SceneReader uses three inputs: the photographic image, a flat-file dictionary of allowed words and a pluggable font knowledgebase. It uses Foveola shape recognition technology, a wholly new approach inspired by Nobel-prizewinning research into the primate visual system.
The Foveola system works by employing a general model of how shapes may be represented in the brain, which is unrelated to the conventional probabilistic neural nets approach. “When we show the system a new shape it can not only recognise similar shapes at once, but the new knowledge doesn’t interfere with whatever has been learnt before, “ said Andrews.
SceneReader also incorporates a model of how words appear within images and uses a bank of adaptive techniques to detect and interpret word structure.

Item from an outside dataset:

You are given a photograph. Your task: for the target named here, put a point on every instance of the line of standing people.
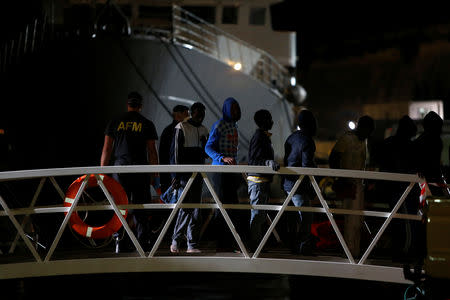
(132, 140)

The company is hoping to license the SceneReader technology to third parties for use in image search services online and for building text interpretation into new and existing imaging products. Examples include handheld assistive tools for the blind and sign translation. Robots could be guided by reading signs, for example in airports. Unmanned aerial vehicles could identify particular buildings or vehicles by their signage, and cars could read and act on road signs.
SceneReader can work with relatively poor-quality images such as those from phone-cameras, as well as high-quality images such as scanned photographs and high-end digital camera output. It can also monitor camera systems for the appearance of printed signs, cutting false alarms whilst reducing the bandwidth and personnel costs.
break-step productions won a DTI SMART award in connection with an application of Foveola intended to allow blind people to read environmental text, such as labels on cans in a cupboard.